Synthesis of nanogeopolymer adsorbent and its application and reusability in the removal of methylene blue from wastewater using response surface methodology (RSM).

作者信息

Abdel Hamid E M, Aly H M, El Naggar K A M

机构信息

Chemical Engineering Department, Egyptian Academy for Engineering and Advanced Technology (EAEAT), Km 3 Cairo-Belbeis, Desert Road, PO box 3056, Cairo, Egypt.

Chemical Engineering Department, National Research Centre, Cairo, Egypt.

出版信息

Sci Rep. 2024 Sep 4;14(1):20631. doi: 10.1038/s41598-024-70284-y.
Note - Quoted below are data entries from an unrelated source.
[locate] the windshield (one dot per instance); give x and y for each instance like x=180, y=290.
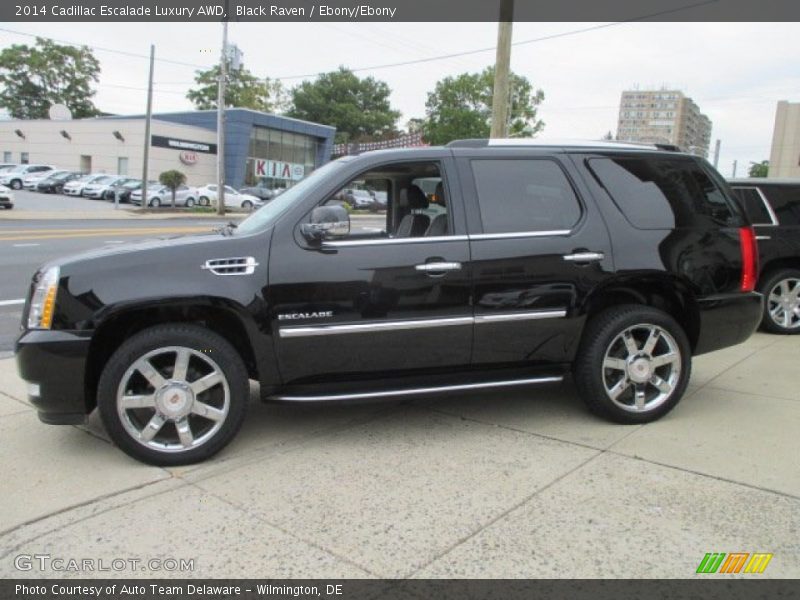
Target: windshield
x=265, y=216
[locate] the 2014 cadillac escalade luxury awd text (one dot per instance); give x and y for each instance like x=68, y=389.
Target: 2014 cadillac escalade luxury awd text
x=495, y=264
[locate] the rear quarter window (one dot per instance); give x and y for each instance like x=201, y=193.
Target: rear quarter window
x=753, y=205
x=664, y=192
x=785, y=201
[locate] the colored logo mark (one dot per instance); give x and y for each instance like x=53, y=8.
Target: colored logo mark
x=734, y=562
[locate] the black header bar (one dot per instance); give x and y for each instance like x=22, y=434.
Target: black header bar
x=281, y=11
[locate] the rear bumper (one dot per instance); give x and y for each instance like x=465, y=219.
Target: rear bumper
x=727, y=320
x=55, y=361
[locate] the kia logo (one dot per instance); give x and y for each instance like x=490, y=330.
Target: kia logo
x=188, y=158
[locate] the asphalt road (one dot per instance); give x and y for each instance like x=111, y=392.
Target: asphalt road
x=27, y=244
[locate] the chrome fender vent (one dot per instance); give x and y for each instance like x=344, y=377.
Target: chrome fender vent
x=239, y=265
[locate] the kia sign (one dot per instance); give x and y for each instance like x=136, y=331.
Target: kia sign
x=278, y=170
x=188, y=157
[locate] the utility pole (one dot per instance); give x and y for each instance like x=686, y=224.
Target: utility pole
x=502, y=67
x=223, y=68
x=148, y=118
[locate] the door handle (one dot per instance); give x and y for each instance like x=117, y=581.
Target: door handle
x=438, y=267
x=582, y=257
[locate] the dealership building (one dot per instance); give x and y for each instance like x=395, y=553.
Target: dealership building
x=259, y=147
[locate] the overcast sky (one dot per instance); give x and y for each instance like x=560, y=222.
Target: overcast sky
x=736, y=72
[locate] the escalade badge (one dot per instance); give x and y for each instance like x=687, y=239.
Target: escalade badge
x=323, y=314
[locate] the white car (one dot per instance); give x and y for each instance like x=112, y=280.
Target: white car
x=6, y=197
x=15, y=176
x=207, y=195
x=31, y=181
x=75, y=188
x=161, y=195
x=97, y=188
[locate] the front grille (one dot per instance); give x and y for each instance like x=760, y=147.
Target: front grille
x=240, y=265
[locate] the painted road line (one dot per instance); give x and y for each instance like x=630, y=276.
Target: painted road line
x=12, y=302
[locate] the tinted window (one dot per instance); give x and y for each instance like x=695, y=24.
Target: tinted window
x=785, y=201
x=753, y=205
x=662, y=193
x=524, y=195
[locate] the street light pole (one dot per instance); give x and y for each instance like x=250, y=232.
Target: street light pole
x=148, y=118
x=501, y=97
x=223, y=63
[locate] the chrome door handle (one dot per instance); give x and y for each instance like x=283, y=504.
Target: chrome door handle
x=438, y=267
x=584, y=256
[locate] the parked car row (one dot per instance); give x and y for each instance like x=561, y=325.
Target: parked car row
x=102, y=186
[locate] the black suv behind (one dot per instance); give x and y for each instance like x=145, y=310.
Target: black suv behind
x=613, y=261
x=773, y=206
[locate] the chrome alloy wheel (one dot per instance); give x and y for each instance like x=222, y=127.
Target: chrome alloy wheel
x=783, y=303
x=173, y=399
x=641, y=368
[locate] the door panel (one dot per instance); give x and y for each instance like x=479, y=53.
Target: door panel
x=535, y=264
x=357, y=312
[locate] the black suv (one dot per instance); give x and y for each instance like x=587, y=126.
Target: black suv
x=616, y=262
x=773, y=206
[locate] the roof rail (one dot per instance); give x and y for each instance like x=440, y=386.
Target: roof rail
x=483, y=143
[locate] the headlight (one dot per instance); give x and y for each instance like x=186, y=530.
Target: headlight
x=43, y=300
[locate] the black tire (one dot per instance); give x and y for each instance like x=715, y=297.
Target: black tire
x=769, y=284
x=206, y=345
x=603, y=335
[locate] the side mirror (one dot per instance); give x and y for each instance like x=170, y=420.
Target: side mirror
x=327, y=222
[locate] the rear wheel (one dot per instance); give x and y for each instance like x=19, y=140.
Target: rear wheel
x=173, y=394
x=782, y=302
x=633, y=365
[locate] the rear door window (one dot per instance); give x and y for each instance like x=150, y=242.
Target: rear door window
x=524, y=195
x=663, y=193
x=753, y=205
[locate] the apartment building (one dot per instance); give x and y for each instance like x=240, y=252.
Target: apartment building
x=663, y=116
x=784, y=159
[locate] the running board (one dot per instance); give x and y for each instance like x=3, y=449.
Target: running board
x=416, y=391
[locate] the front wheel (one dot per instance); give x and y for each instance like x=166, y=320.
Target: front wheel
x=782, y=302
x=173, y=394
x=633, y=365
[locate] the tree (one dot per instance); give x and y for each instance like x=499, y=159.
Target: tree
x=33, y=78
x=242, y=90
x=759, y=169
x=461, y=107
x=173, y=180
x=358, y=108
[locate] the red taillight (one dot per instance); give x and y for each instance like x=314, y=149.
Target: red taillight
x=747, y=240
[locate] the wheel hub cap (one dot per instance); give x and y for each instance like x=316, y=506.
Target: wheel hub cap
x=174, y=400
x=640, y=369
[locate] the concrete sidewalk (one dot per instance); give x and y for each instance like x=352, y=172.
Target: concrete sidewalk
x=510, y=484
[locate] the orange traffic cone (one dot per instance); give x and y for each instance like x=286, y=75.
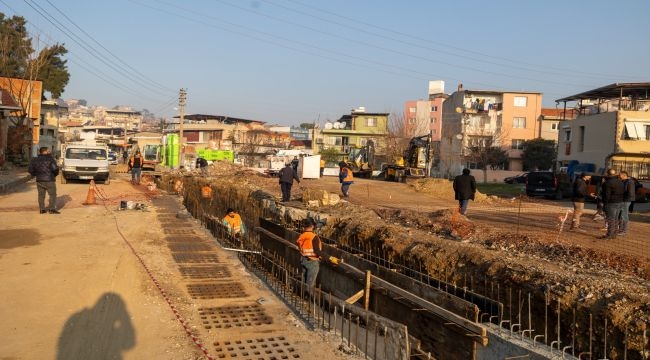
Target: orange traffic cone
x=90, y=198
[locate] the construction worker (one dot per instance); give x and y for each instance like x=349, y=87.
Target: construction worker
x=345, y=178
x=135, y=166
x=311, y=250
x=202, y=164
x=233, y=224
x=322, y=166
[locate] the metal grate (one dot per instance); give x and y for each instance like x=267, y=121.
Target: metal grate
x=175, y=225
x=216, y=290
x=190, y=247
x=178, y=231
x=205, y=271
x=226, y=317
x=256, y=349
x=185, y=238
x=195, y=258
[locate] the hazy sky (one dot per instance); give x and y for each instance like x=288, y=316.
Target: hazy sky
x=292, y=61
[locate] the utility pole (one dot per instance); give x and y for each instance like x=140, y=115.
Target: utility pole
x=181, y=103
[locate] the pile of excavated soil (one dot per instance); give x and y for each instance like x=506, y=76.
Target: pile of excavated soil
x=453, y=248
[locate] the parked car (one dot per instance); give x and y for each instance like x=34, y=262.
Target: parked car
x=518, y=179
x=548, y=184
x=112, y=157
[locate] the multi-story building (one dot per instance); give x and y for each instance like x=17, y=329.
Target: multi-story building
x=612, y=129
x=354, y=131
x=479, y=118
x=127, y=119
x=549, y=122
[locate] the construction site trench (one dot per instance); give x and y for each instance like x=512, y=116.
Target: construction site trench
x=438, y=285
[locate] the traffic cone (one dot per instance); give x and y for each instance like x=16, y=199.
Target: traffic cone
x=90, y=198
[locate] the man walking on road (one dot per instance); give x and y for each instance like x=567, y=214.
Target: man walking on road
x=613, y=191
x=580, y=193
x=45, y=169
x=464, y=190
x=287, y=175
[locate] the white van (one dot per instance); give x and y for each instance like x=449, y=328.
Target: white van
x=86, y=160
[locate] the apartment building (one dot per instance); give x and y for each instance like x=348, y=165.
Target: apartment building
x=355, y=131
x=612, y=129
x=486, y=118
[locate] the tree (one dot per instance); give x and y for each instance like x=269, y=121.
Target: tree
x=539, y=154
x=18, y=59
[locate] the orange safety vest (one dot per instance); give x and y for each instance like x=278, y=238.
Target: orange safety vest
x=233, y=223
x=348, y=175
x=306, y=244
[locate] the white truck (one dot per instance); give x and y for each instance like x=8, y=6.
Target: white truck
x=84, y=160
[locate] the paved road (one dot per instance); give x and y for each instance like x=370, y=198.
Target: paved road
x=80, y=285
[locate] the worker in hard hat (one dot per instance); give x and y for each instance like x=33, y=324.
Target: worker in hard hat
x=345, y=178
x=311, y=250
x=233, y=224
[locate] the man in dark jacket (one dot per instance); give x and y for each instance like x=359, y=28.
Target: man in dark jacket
x=464, y=190
x=45, y=169
x=613, y=191
x=287, y=175
x=580, y=193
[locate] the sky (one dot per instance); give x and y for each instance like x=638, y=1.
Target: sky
x=288, y=62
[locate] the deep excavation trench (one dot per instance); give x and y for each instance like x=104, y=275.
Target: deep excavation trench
x=527, y=300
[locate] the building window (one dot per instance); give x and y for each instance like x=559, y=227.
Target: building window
x=518, y=144
x=519, y=123
x=581, y=139
x=520, y=101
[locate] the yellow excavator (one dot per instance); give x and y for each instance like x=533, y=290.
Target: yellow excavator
x=414, y=163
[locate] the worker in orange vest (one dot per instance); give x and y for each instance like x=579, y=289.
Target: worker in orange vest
x=311, y=250
x=233, y=224
x=345, y=178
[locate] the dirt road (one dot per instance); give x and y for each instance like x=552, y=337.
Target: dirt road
x=98, y=283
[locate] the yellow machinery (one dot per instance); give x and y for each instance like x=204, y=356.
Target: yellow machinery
x=413, y=164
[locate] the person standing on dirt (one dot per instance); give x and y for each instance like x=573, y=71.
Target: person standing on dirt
x=202, y=164
x=45, y=169
x=311, y=250
x=233, y=224
x=613, y=191
x=135, y=165
x=287, y=175
x=629, y=192
x=580, y=193
x=346, y=178
x=464, y=190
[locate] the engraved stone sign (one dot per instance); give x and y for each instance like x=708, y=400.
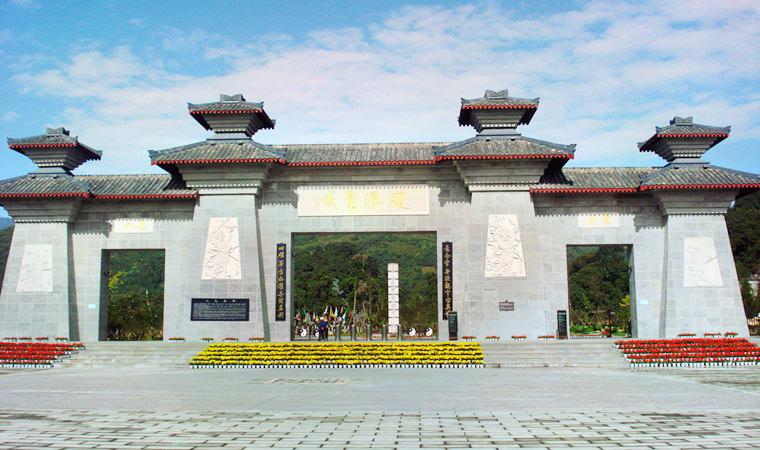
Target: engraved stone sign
x=701, y=268
x=280, y=283
x=380, y=200
x=447, y=279
x=36, y=272
x=220, y=309
x=504, y=255
x=221, y=260
x=393, y=321
x=132, y=225
x=506, y=306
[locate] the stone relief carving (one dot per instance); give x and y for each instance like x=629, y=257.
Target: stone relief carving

DOI:10.1038/s41598-024-70284-y
PMID:39231999
原文链接:https://pmc.ncbi.nlm.nih.gov/articles/PMC11375093/
Abstract

Organic dyestuff are mostly toxic compounds that pose serious dangers to the environment. Adsorption using low-cost adsorbents is the most favorable method for its economic aspects. Recently, geopolymers have been introduced as an effective adsorbent for dyes and heavy metals. In this investigation, the synthesis of geopolymers from fired brick waste (Homra) was studied with full characterization using X-ray Diffraction, Fourier Transform Infrared Spectroscopy, Brunauer-Emmett-Teller, Energy dispersive X-ray, Scanning electron microscope tests and Transmission electron microscopy. The synthesized nano-Homra geopolymer (NHGP) was then subjected to the removal of one of the most used basic dyes, Methylene Blue (MB). Adsorption optimization was applied using Response surface methodology to study dye adsorption by the synthesized nano-geopolymer. The independent variables studied were: temperature, contact time, and concentration of dye in the elimination process, which were varied in the range of (25-60 ℃), (10-180 min), and (20-300 mg/L) respectively. The results obtained from ANOVA indicated that the maximum removal efficiency of 95% and adsorption capacity of 80.65 mg/g at a temperature of 59 ℃, contact time of 163 min, and an initial concentration of 254 mg/L. The results showed that the data obtained from the adsorption of MB onto NHGP was compatible with the Pseudo second order (R = 0.9838) and Langmuir isotherm model (R = 0.9882).

摘要

有机染料大多是有毒化合物,对环境构成严重危害。从经济角度来看,使用低成本吸附剂进行吸附是最有利的方法。最近,地质聚合物已被引入作为一种有效的染料和重金属吸附剂。在本研究中,对由烧制砖废料(霍姆拉)合成地质聚合物进行了研究,并通过X射线衍射、傅里叶变换红外光谱、布鲁诺尔-埃米特-泰勒、能量色散X射线、扫描电子显微镜测试和透射电子显微镜进行了全面表征。然后将合成的纳米霍姆拉地质聚合物(NHGP)用于去除最常用的碱性染料之一亚甲基蓝(MB)。采用响应面法进行吸附优化,以研究合成的纳米地质聚合物对染料的吸附。研究的自变量为:温度、接触时间和去除过程中染料的浓度,其变化范围分别为(25 - 60℃)、(10 - 180分钟)和(20 - 300毫克/升)。方差分析得到的结果表明,在温度为59℃、接触时间为163分钟、初始浓度为254毫克/升时,最大去除效率为95%,吸附容量为80.65毫克/克。结果表明,MB在NHGP上的吸附数据与伪二级动力学模型(R = 0.9838)和朗缪尔等温线模型(R = 0.9882)相符。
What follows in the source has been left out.